Santa Fe New Mexico Restaurants | Joseph's Culinary Pub - SantaFe.com
Joes Culinary Santa Fe New Mexico

Do not miss these dishes:

Pressed pork belly with apple demi-glace (with preserved lemon, pickled ginger, and Brussels sprout slaw). $16. Addictive, sensual, and possibly sinful.

Duck fat fries (from the Bar Menu, with homemade ketchup). $9. Tied with the steak au poivre for the best dish on the menu.

Crispy duck, salt-cured confit style (with a sweet potato caramel glaze, French lentils, warm radicchio, and pancetta salad). $28. A little more duck meat and a little less duck fat than you find in your garden-variety, Balthazarstyle duck confit, but no less delicious. If you’re at the bar—and the seats at the bar are the best seats in the house—order the crispy duck as an appetizer.

Steak au poivre (New Mexico beef tenderloin with Madeira wine, porcini mushroom sauce, and smashed potatoes). $42. A local classic. Order it rare, even if you usually order your steak medium-rare.
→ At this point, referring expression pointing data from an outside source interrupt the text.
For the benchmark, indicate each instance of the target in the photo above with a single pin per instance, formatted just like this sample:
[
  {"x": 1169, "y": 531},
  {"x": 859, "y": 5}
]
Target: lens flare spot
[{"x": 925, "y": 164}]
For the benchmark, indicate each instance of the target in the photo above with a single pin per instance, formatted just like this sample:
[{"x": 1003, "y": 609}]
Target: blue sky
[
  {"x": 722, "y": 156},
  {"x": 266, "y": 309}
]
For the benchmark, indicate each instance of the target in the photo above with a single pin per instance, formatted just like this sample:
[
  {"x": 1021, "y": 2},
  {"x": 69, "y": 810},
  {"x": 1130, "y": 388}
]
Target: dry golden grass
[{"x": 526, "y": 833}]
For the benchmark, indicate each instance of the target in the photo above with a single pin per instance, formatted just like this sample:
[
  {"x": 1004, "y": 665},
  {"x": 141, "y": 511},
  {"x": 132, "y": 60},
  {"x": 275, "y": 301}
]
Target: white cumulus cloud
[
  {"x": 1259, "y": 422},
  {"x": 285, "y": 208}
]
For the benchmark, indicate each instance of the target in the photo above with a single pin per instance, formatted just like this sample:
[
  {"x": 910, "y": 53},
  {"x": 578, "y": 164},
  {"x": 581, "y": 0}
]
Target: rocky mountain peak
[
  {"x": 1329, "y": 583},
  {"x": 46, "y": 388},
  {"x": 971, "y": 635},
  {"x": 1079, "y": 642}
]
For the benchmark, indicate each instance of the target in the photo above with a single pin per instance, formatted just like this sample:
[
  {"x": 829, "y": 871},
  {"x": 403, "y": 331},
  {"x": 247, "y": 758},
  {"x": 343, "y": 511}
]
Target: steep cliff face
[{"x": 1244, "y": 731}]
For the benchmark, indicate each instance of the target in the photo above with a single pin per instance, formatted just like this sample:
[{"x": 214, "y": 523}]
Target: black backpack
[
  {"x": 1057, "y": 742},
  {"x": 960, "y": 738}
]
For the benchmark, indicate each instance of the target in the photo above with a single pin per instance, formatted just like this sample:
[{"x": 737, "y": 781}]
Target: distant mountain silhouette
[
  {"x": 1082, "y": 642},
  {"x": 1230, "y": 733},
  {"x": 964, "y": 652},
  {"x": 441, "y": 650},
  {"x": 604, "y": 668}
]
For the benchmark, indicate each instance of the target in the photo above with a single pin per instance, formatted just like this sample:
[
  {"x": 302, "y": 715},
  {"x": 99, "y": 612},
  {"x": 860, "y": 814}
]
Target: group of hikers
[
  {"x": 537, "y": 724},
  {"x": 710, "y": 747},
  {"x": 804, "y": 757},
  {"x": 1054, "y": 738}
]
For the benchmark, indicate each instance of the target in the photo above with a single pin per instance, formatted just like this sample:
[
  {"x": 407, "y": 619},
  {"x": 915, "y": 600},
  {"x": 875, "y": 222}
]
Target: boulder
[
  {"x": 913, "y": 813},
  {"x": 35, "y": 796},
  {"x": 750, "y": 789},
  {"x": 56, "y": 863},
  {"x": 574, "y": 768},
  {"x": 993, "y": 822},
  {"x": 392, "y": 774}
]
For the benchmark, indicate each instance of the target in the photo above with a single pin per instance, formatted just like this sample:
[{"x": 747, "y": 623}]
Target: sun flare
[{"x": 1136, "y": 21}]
The texture is the whole story. Cracked peppercorns tenderize the meat. The steak’s interaction with the Madeira, porcini’s, and smashed potatoes takes you to the heart of luxury: Space, time, delight without guilt, indulgence without remorse.

Butterscotch pudding with caramel sauce and sea salt. $12. It would be a crime to leave the restaurant without tasting this dessert.

There are the people you meet and get to know, there are the people you meet but will never know, and then there are the people you meet and feel like you’ve known all your life. Joseph Wrede, the Joseph behind Joseph’s, falls into the third category. His cooking is an extension of his good nature. Each dish is an old friend, but an old friend with a stranger’s sense of adventure. Jordi Savall playing “A Love Supreme” on a seventeenth-century viola, if you will.

Drinking at Joseph’s can be as much fun as eating there. At $15 a glass or $45 a bottle, the Berlucchi “Cuvée-61” Rosé sparkling wine works with everything. At $110 a bottle, the 2009 Château La Nerthe Châteauneuf-du Pape is the best red wine on a deep list. If you’re eating at the bar and don’t feel like drinking wine, the Chimay ale from Belgium—at $15 a chilled goblet—is a worthy complement to the crispy duck and steak au poivre.

Joseph’s is that rare combination: a serious restaurant that refuses to take itself too seriously. Call them. Ask for seats at the bar, or in the main room by the door or the windows. Pace yourself. Food this good can be eaten in a hurry, but it tastes that much better when you take your time.